Williams v. StateAnnotate this Case
611 So. 2d 1119 (1992)
Derrick Denard WILLIAMS v. STATE.
Court of Criminal Appeals of Alabama.
August 21, 1992.
Rehearing Denied October 23, 1992.
Certiorari Denied January 22, 1993.
*1120 Margaret Brown, Auburn, for appellant.
James H. Evans, Atty. Gen., and Gilda Williams, Asst. Atty. Gen., for appellee.
Alabama Supreme Court 1920185.
JAMES H. FAULKNER, Retired Justice.
Derrick Denard Williams was indicted for the offense of possession of cocaine, in violation of § 13A-12-212(a)(1), Code of Alabama 1975. The jury found Williams guilty as charged in the indictment, and he was sentenced to 10 years in the state penitentiary. Three issues are raised on appeal.I
Williams contends that the trial court committed reversible error in failing to grant his motion in limine and his motion to suppress the items seized from the mobile home located at Lot # 68, Bennett's Trailer Park in Opelika.

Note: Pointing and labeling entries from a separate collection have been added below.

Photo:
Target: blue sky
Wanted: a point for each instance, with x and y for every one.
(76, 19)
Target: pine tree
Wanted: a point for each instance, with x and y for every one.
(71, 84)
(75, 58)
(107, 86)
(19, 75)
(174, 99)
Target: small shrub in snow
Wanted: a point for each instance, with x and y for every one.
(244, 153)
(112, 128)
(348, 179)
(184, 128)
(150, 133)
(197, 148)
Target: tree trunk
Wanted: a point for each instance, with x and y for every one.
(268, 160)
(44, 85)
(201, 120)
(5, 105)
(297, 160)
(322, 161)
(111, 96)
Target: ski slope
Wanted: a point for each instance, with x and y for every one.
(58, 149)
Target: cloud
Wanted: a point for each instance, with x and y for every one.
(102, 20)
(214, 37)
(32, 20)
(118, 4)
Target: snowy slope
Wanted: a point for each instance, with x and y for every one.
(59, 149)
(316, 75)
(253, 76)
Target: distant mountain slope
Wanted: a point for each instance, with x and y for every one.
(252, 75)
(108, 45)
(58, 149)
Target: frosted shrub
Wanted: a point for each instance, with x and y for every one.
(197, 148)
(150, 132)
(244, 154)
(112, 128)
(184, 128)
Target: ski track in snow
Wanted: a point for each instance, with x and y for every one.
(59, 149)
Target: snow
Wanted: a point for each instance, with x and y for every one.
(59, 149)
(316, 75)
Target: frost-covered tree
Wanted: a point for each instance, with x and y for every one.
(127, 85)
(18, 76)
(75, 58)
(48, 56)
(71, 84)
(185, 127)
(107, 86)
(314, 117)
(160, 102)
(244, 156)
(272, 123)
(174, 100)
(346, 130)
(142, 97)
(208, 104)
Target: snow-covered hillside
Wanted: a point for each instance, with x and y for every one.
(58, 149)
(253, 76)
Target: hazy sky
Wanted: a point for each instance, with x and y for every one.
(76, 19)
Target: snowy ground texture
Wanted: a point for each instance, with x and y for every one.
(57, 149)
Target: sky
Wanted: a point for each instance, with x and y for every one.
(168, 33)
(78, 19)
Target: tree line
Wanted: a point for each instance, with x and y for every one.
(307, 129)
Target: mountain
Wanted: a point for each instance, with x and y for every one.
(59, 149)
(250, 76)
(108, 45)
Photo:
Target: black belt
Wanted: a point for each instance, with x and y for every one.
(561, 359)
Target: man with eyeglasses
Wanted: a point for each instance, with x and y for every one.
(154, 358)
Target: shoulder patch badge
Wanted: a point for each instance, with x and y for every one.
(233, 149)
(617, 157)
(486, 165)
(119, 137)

Where no legal authority is cited in support of arguments offered in Rule 28, A.R.App.P., the effect is the same as if no argument has been made, and the arguments need not be considered waived. Although the appellant has failed to cite any legal authority in support of argument on this issue, we shall nevertheless discuss this issue.
On September 8, 1990, Lee County District Judge Richard Lane issued a warrant "to make immediate search on the person and premises of Buster Williams, alias, DeWayne Williams, alias, and Davis J. Williams, alias, located at Lot # 68 Bennett's Trailer Park, Opelika, Lee County, Alabama" for "cocaine, cocaine hydrochloride, crack cocaine or any compound or mixture thereof...." The warrant further stated that the search would include "all persons present and all vehicles present on the premises" and that the search could be conducted during nighttime hours.
The search warrant was based upon the affidavit of Detective David C. Carrington of the Opelika Police Department, which stated:"[T]hat within the last seventy-two hours, a reliable confidential informant bought crack cocaine from a black male the informant knew as Buster Williams, Alias, at Lot # 68 Bennett's Trailer Park, Opelika, Alabama. And that the informant was wearing a concealed transmitting device and was provided money to *1121 buy the cocaine. The money had been copied and the serial numbers recorded. The transaction was monitored by Detective Ari[e]s Murphy. And that the Opelika Police Department Narcotics Division has been receiving information for approximately the last six months that Buster Williams and another black male by the name of DeWayne Williams have been selling crack cocaine from the residence. The City of Opelika power records revealed that the electricity is issued to Davis J. Williams. Buster Williams, alias, has been known to sell cocaine from vehicles parked at the residence."
The search warrant was executed on the evening of September 12, 1990, with Officers Melvin Harrison, Donna Long, David Carrington, Allen Elkins, Jeff Brown, Aries Murphy, and John Toney of the Opelika Police Department present to conduct the search.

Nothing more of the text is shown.